記録作成等の措置を講ずべき無形の民俗文化財

 これは宮崎県の山間部に位置する諸塚村【もろつかそん】の南川【みなみかわ】、戸下【とした】、桂【かつら】の各集落に伝承される神楽で、地域ごとに毎年冬期に演じられている。南川【みなみかわ】と戸下【とした】では、例年夜を徹して三十数番を演じ、一〇年に一回ほどの、例えば神社社殿の修復完成など地域の節目となるような年には、特に大神楽として五十番近くを演じる。桂【かつら】は、戦後戸数が激減し例年の神楽で演じられるのは四、五演目であるが、近年行われた大神楽では二十演目ほどを上演している。
 神楽の前日には、神楽宿【やど】に接して、その屋外に張り出すように御神屋【みこうや】(神高屋【みこうや】・御高屋【みこうや】とも)を設け神楽を舞う場とする。これは仮の宮ともよばれ、四方吹き抜けの小屋に床を張ったもので、四方の柱、垂木【たるき】などは椎【しい】の木を用い、切妻【きりづま】の屋根は青竹で葺き、正面奥に供物を供える棚を構え、その外側には親注連竹【おやしめだけ】とよばれる青竹を地上から立て、笹がついた先が屋根の上に出るように固定している。なお近年桂【かつら】では、神社境内の神楽殿を神楽の場とし、その外部に接して供物の棚と親注連竹などの部分を特別に構える。
 当日は、まず神社から御神屋まで、神面を付け、それぞれの神となって行列して練り込み、御神屋に着座した後に所定の神の舞を演じる「舞【ま】い入【い】れ」を省略せずに伝え、南川【みなみかわ】と戸下【とした】では神楽宿とは別に、来客などを接待するための脇宿【わきやど】を備えるなど、御神屋を構えることとともに古風を伝えている。
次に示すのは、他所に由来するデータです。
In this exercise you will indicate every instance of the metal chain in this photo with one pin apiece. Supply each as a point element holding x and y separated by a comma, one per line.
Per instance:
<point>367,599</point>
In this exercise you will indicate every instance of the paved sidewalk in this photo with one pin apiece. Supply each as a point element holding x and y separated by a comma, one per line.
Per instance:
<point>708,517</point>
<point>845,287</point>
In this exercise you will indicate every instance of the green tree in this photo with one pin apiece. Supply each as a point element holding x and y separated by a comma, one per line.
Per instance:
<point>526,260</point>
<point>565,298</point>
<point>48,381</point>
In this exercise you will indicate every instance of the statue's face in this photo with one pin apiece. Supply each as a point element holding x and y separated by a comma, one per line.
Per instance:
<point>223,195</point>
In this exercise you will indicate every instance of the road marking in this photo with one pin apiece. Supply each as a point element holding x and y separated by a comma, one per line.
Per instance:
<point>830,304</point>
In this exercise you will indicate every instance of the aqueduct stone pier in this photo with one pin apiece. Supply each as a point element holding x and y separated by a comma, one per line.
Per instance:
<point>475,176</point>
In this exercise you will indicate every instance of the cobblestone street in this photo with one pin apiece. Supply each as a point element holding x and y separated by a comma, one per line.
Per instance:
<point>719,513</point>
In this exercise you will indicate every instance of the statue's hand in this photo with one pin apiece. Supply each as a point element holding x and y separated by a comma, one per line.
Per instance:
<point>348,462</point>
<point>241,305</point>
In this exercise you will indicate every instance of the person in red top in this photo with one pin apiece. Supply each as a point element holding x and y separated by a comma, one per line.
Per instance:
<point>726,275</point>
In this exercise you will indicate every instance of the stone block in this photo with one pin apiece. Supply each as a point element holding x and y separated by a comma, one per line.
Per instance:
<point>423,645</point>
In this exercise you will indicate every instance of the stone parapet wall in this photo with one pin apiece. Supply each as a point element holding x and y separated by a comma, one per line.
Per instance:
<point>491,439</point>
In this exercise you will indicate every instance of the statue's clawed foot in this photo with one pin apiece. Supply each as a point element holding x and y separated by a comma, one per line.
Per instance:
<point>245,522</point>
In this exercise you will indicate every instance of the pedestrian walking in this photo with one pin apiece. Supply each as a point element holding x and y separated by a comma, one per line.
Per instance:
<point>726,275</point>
また神楽の唱えの文書記録や、神楽面、舞衣など江戸時代からの神楽関係資料が伝わっており、さらに戸下で演じられる「山守【やまもり】」という演目は、山の神信仰や狩猟儀礼、焼畑文化との関連で注目されるなど、芸能の変遷の過程、さらに地域的特色を示す重要なものである。